Monday, June 29, 2015

Unleash the Mutant Mantises! At Maggie Daley, Michael Van Valkenburgh rethinks the Chicago Lakefront Park - Episode Two: The Lampposts Strike Back

(click images for larger view)
photograph courtesy Bob Johnson
Yesterday, we wrote about the most successful parts of Chicago's new Maggie Daley Park.   Perhaps not coincidentally, they're the most active parts of architect Michael Van Valkenburgh's design.  Van Valkenburgh does active really, really well.  Who would have guessed, then, that he had a bit of H R Giger secreted in his heart, or that he would use Maggie Daley as the opportunity to set it free.
Across the world, there have been many cases of discarded industrial infrastructure transformed into lush, green parks, but possibly never before has a new park deliberately been designed for nature to be dominated by the hardware.
These are the lightning standards of Maggie Daley Park.  There are thirteen of them, and they are monsters, perversely dominating almost every vista.
In an interview with Chicago Tribune architecture critic Blair Kamin, Van Valkenburgh explained Maggie Daley's lighting design as "a concept called moon lighting; many fewer and much taller light poles.  We did this at Brooklyn Bridge Park to great affect."
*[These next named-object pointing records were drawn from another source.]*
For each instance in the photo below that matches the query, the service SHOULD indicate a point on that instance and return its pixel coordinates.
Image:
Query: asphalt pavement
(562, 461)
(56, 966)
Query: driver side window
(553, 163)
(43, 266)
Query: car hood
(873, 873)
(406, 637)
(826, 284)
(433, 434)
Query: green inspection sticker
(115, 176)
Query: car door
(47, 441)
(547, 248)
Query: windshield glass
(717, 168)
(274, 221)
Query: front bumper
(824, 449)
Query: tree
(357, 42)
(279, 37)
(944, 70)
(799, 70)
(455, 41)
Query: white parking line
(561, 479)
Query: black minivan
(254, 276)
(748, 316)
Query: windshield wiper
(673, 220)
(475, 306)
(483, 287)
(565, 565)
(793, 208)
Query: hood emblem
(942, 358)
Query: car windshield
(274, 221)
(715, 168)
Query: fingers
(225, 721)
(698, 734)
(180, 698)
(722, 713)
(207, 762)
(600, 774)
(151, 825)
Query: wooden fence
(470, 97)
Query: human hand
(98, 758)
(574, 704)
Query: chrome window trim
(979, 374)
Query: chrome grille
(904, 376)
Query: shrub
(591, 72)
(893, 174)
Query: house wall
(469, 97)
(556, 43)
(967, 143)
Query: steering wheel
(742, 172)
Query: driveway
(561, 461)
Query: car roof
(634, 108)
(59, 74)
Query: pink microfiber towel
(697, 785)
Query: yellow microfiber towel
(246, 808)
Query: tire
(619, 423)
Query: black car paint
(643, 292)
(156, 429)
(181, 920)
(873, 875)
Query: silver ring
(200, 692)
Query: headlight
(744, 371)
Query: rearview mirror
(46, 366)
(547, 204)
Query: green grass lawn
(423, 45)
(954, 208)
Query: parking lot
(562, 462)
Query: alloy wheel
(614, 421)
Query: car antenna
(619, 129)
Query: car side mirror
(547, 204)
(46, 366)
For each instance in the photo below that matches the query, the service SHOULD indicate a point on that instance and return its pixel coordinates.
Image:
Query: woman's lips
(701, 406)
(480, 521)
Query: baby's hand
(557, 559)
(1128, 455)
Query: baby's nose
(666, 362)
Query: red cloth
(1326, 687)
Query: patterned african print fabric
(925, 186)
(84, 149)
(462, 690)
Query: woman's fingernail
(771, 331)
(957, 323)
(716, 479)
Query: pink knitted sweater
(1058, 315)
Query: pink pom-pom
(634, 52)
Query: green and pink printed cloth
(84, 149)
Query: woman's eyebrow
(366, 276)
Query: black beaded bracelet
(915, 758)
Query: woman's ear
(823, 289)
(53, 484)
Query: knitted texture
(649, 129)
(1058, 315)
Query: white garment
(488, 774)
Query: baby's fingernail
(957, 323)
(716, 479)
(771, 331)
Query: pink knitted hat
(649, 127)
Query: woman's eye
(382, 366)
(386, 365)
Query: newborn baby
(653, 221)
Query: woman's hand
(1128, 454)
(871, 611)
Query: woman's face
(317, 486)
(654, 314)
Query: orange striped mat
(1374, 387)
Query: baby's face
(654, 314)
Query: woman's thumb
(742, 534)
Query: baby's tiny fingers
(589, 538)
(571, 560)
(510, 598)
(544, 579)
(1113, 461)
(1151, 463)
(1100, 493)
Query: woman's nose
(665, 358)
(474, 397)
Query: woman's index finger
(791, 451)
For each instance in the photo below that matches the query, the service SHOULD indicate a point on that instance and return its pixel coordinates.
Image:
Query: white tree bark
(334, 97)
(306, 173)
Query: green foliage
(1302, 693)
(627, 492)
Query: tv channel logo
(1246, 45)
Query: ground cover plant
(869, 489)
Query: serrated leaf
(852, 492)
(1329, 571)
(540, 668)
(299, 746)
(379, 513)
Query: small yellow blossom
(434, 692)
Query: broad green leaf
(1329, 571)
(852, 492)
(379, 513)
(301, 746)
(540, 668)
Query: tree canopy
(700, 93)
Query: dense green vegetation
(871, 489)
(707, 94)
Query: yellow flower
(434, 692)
This is disingenuous. The lighting standards in Brooklyn Bridge Park are 35 foot-high telephone poles.  Those at Maggie Daley are 50 foot-high tripods.  At Brooklyn Bridge Park, many of the poles are set along the back, against an expressway that forms the parks perimeter.  At Maggie Daley, the standards are omnipresent, their beady light-bulb orbs always peering over your shoulder like the eyes of a painting that follow you across the room.  They march through the park like an invading band of colossi bent on conquest - over half as tall as the actual Wonder of the Ancient World Colossus of Rhodes.  Looking up at the soaring, man-spreading height, the voice of Shelly may even seem to echo in your ear . . .
Look on my works, ye Mighty, and despair!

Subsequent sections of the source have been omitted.